🤖 AI Summary
This work addresses the challenge of detecting and localizing fine-grained post-generation edits—such as human revisions or adversarial tampering—in watermarked large language model (LLM) outputs. To this end, we propose a novel combinatorial watermarking framework that partitions the vocabulary into mutually exclusive subsets and embeds deterministic combinatorial patterns during token generation. We further design lightweight local statistical metrics, enabling, for the first time, fine-grained edit detection and precise localization. By jointly leveraging global and local statistical hypothesis tests, our method achieves high detection accuracy and low Type-I error rates across diverse editing scenarios.
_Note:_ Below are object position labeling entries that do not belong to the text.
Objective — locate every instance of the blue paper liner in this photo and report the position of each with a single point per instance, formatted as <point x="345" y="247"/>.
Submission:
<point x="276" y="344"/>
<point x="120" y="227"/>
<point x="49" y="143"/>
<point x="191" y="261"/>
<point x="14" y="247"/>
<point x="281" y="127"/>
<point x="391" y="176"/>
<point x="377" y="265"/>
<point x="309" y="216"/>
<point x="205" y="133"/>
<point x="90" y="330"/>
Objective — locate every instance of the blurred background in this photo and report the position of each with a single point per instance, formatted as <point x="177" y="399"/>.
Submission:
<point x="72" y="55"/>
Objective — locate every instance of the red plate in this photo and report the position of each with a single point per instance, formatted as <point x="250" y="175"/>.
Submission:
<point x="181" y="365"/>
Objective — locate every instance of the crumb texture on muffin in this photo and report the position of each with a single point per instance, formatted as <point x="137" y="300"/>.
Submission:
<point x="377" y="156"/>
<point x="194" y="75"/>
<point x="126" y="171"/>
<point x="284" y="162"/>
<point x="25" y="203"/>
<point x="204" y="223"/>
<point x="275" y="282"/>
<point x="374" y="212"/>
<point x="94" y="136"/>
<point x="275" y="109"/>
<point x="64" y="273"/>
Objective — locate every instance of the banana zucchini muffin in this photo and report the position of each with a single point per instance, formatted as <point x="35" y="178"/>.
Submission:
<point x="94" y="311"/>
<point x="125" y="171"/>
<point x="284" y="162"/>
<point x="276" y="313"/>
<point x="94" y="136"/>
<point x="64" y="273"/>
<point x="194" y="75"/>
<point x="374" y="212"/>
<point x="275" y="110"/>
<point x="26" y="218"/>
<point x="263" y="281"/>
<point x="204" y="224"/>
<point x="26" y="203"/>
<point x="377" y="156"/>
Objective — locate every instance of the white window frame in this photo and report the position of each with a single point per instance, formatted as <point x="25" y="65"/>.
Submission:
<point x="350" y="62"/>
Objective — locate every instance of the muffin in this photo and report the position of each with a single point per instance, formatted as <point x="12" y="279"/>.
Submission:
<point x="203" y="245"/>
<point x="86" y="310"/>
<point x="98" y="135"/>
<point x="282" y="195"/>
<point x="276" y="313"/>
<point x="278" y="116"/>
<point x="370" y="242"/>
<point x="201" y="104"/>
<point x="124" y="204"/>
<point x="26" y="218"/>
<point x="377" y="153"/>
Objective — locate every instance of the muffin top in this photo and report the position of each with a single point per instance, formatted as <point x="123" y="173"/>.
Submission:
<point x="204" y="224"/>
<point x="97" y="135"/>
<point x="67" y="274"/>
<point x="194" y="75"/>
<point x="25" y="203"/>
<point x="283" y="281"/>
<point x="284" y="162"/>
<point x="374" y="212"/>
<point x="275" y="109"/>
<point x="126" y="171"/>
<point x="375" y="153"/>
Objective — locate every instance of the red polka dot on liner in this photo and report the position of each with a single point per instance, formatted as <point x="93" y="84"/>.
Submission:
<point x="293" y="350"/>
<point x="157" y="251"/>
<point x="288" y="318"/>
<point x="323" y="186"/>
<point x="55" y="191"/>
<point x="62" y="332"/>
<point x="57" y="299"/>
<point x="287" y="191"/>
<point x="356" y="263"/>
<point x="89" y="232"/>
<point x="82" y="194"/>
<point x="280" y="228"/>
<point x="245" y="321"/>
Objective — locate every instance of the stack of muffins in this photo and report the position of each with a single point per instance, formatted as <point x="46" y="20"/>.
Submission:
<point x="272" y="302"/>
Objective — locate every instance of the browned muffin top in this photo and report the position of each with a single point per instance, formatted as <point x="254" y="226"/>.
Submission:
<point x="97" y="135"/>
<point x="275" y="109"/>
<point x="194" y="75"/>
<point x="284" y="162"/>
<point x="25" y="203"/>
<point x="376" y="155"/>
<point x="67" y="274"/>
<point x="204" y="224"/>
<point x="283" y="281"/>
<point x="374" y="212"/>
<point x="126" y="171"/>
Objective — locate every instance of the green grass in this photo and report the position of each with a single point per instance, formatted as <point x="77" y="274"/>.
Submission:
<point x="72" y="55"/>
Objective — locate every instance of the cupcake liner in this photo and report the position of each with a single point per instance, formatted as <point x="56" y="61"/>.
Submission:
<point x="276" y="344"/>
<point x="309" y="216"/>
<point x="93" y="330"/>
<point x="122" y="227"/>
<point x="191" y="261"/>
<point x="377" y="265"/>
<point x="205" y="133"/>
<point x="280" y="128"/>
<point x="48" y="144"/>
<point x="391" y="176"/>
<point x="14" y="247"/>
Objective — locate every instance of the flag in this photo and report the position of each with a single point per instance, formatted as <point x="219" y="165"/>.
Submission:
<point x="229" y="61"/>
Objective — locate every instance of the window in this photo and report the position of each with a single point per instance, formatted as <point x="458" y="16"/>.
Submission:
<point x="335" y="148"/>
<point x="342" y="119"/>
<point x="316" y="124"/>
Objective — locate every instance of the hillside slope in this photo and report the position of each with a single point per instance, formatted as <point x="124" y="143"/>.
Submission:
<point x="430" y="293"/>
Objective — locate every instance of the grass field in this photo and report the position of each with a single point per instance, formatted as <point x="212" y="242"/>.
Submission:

Extensive evaluation on open-source LLMs demonstrates superior robustness and traceability compared to state-of-the-art watermarking approaches.
📝 Abstract
Watermarking has become a key technique for proprietary language models, enabling the distinction between AI-generated and human-written text. However, in many real-world scenarios, LLM-generated content may undergo post-generation edits, such as human revisions or even spoofing attacks, making it critical to detect and localize such modifications. In this work, we introduce a new task: detecting post-generation edits locally made to watermarked LLM outputs. To this end, we propose a combinatorial pattern-based watermarking framework, which partitions the vocabulary into disjoint subsets and embeds the watermark by enforcing a deterministic combinatorial pattern over these subsets during generation. We accompany the combinatorial watermark with a global statistic that can be used to detect the watermark. Furthermore, we design lightweight local statistics to flag and localize potential edits. We introduce two task-specific evaluation metrics, Type-I error rate and detection accuracy, and evaluate our method on open-source LLMs across a variety of editing scenarios, demonstrating strong empirical performance in edit localization.